La France est un pays curieux, prompt à faire la leçon au reste du monde mais incapable de réfléchir sur son propre passé. Le 23 janvier dernier,  le Parlement votait une loi pénalisant la négation du génocide arménien, loi faisant suite à une série de lois mémorielles plaçant l’histoire sous la coupe des politiques. Que l’on soit d’accord ou non, le fait est là : la loi a été votée.

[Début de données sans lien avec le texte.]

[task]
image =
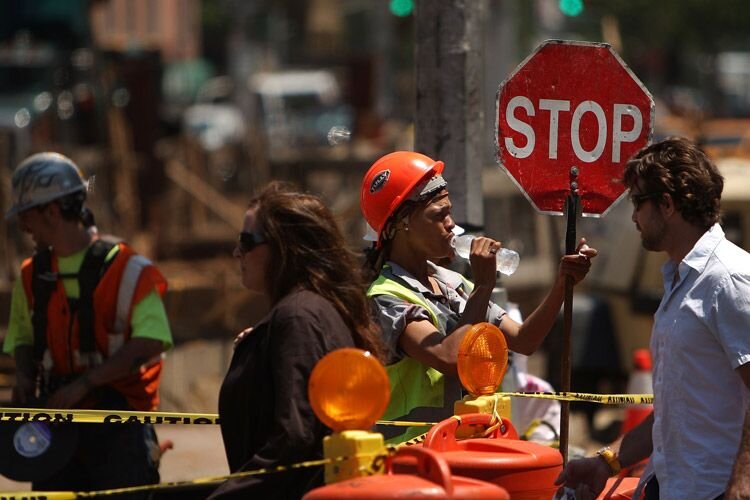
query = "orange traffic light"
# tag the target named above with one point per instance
(482, 359)
(349, 389)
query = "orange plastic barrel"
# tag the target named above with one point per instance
(526, 470)
(433, 479)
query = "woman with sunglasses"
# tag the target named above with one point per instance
(423, 309)
(291, 251)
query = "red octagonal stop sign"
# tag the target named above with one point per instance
(571, 104)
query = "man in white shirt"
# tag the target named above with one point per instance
(701, 336)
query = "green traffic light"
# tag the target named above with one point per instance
(571, 7)
(401, 8)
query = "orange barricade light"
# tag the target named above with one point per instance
(349, 390)
(482, 359)
(482, 362)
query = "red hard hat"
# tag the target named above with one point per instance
(390, 181)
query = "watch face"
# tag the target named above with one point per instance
(32, 439)
(34, 451)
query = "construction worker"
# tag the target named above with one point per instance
(87, 328)
(423, 309)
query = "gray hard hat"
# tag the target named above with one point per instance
(42, 178)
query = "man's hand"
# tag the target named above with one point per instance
(69, 395)
(577, 265)
(587, 476)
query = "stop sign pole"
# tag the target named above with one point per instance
(568, 118)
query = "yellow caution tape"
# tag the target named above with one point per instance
(608, 399)
(403, 423)
(171, 418)
(104, 416)
(73, 495)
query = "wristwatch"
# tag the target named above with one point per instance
(610, 457)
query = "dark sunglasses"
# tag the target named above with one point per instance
(248, 241)
(638, 199)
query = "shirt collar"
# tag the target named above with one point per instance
(697, 258)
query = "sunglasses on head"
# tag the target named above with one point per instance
(638, 199)
(248, 241)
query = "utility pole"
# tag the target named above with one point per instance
(449, 115)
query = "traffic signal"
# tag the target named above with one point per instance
(571, 7)
(401, 8)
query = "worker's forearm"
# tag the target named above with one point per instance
(126, 361)
(637, 444)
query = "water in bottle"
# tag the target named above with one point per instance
(507, 259)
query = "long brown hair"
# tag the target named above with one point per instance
(307, 250)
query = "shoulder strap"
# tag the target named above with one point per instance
(43, 283)
(387, 286)
(93, 267)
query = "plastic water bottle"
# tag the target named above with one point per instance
(507, 259)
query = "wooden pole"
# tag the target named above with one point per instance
(572, 204)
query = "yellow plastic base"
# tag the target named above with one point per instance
(480, 404)
(359, 448)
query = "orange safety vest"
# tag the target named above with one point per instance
(62, 357)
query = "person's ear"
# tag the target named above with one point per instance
(666, 204)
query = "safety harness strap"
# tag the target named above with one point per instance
(43, 283)
(92, 269)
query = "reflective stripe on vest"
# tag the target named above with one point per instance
(416, 389)
(125, 292)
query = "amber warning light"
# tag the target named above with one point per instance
(482, 359)
(349, 390)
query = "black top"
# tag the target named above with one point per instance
(266, 419)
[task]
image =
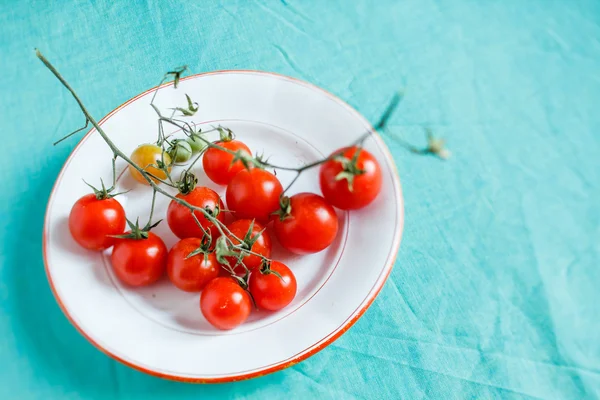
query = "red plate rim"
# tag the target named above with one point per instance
(306, 353)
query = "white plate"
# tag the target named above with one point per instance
(160, 330)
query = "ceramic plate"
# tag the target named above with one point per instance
(159, 329)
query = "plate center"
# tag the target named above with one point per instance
(170, 307)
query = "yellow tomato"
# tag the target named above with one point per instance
(144, 157)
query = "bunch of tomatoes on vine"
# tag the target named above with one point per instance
(229, 264)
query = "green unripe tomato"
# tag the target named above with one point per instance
(196, 143)
(180, 151)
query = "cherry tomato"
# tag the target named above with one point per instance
(310, 226)
(91, 221)
(219, 165)
(180, 151)
(365, 185)
(146, 155)
(139, 262)
(224, 303)
(272, 292)
(180, 218)
(191, 274)
(261, 242)
(254, 194)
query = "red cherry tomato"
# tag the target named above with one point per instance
(254, 194)
(91, 221)
(310, 226)
(139, 262)
(365, 186)
(219, 165)
(191, 274)
(261, 242)
(272, 292)
(224, 303)
(182, 222)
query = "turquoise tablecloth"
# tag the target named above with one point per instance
(495, 290)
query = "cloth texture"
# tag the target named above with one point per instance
(494, 294)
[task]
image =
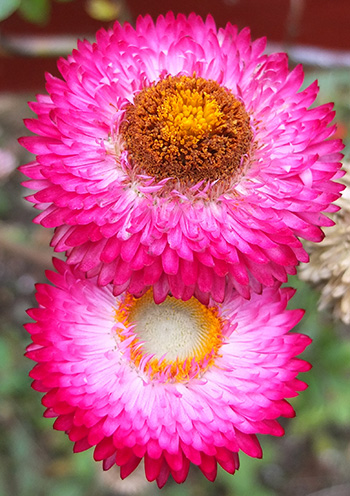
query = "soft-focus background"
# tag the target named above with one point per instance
(313, 458)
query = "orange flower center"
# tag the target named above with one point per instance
(174, 341)
(187, 128)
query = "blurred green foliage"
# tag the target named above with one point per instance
(36, 11)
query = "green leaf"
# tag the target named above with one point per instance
(7, 7)
(35, 11)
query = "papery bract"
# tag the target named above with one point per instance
(108, 392)
(183, 237)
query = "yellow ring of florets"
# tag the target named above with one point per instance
(208, 329)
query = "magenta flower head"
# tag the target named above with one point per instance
(180, 156)
(172, 383)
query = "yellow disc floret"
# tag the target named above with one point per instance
(175, 340)
(187, 128)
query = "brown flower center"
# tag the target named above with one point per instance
(187, 128)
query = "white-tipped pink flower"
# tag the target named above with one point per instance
(182, 157)
(173, 384)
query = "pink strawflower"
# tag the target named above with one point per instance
(179, 156)
(173, 384)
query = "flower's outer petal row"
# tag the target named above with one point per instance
(102, 400)
(246, 234)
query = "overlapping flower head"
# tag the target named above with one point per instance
(181, 157)
(174, 384)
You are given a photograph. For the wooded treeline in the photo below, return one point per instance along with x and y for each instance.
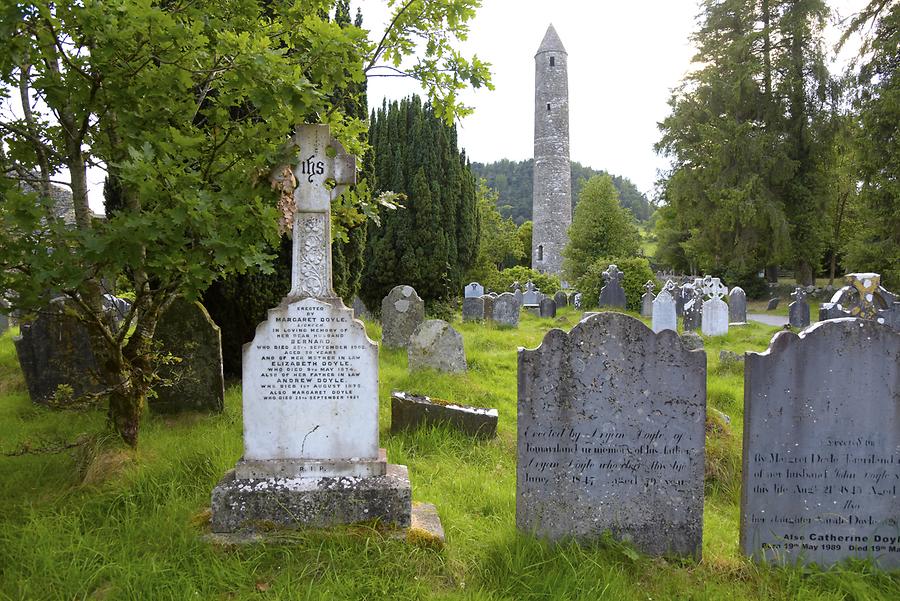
(777, 162)
(514, 182)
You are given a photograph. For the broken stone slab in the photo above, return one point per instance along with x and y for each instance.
(409, 411)
(256, 505)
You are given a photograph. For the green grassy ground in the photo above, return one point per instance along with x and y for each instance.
(105, 523)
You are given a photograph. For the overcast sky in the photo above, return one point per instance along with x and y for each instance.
(624, 59)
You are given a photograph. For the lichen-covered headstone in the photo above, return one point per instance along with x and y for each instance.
(647, 299)
(714, 321)
(488, 306)
(612, 294)
(548, 308)
(474, 290)
(693, 310)
(436, 345)
(611, 422)
(798, 311)
(737, 305)
(473, 308)
(401, 313)
(506, 310)
(577, 300)
(821, 464)
(663, 310)
(196, 381)
(56, 356)
(561, 299)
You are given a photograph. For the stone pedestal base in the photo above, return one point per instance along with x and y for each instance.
(258, 505)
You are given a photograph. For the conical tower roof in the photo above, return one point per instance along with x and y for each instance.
(551, 42)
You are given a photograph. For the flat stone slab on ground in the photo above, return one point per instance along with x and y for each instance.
(257, 505)
(409, 411)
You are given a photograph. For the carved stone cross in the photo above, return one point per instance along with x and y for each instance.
(714, 288)
(612, 275)
(323, 171)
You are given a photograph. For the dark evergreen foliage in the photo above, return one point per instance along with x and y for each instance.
(431, 242)
(514, 181)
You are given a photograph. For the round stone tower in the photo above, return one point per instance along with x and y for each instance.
(552, 203)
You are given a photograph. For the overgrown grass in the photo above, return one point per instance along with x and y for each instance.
(107, 523)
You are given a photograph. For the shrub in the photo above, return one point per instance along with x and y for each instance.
(548, 284)
(636, 269)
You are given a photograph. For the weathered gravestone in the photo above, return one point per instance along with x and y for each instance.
(401, 313)
(436, 345)
(715, 312)
(310, 386)
(663, 310)
(548, 308)
(611, 422)
(693, 310)
(56, 357)
(196, 381)
(410, 411)
(821, 465)
(737, 305)
(474, 290)
(488, 307)
(506, 310)
(862, 296)
(561, 299)
(798, 311)
(612, 294)
(647, 299)
(473, 309)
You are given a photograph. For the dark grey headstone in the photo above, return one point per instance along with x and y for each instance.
(409, 411)
(401, 313)
(612, 294)
(436, 345)
(611, 422)
(506, 310)
(821, 473)
(561, 299)
(548, 308)
(737, 305)
(56, 356)
(798, 311)
(473, 308)
(693, 311)
(196, 382)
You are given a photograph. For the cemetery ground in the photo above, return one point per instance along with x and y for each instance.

Or, n’est-il pas curieux de constater que la classe politique, si prompte à donner des bons et des mauvais points au reste du monde, demeure étrangement silencieuse dès qu’est évoqué le drame de la Vendée ? Comme reconnaître les massacres perpétrés en Vendée c’est mettre à mal le dogme républicain, pas touche ! Depuis bientôt trente ans Reynald Secher se bat pour que soit reconnue cette évidence : en 1793, la Convention et le Comité de salut public se sont rendus coupables d’un massacre qui a toutes les apparence d’un génocide. Contrairement au mythe officiel forgé depuis Michelet, la Vendée a été le théâtre d’une boucherie. Les estimations tournent autour de 120 000 morts, hommes, femmes et enfants. Quant au mot « génocide », il n’est pas usurpé : les Vendéens furent exterminés parce qu’ils étaient Vendéens.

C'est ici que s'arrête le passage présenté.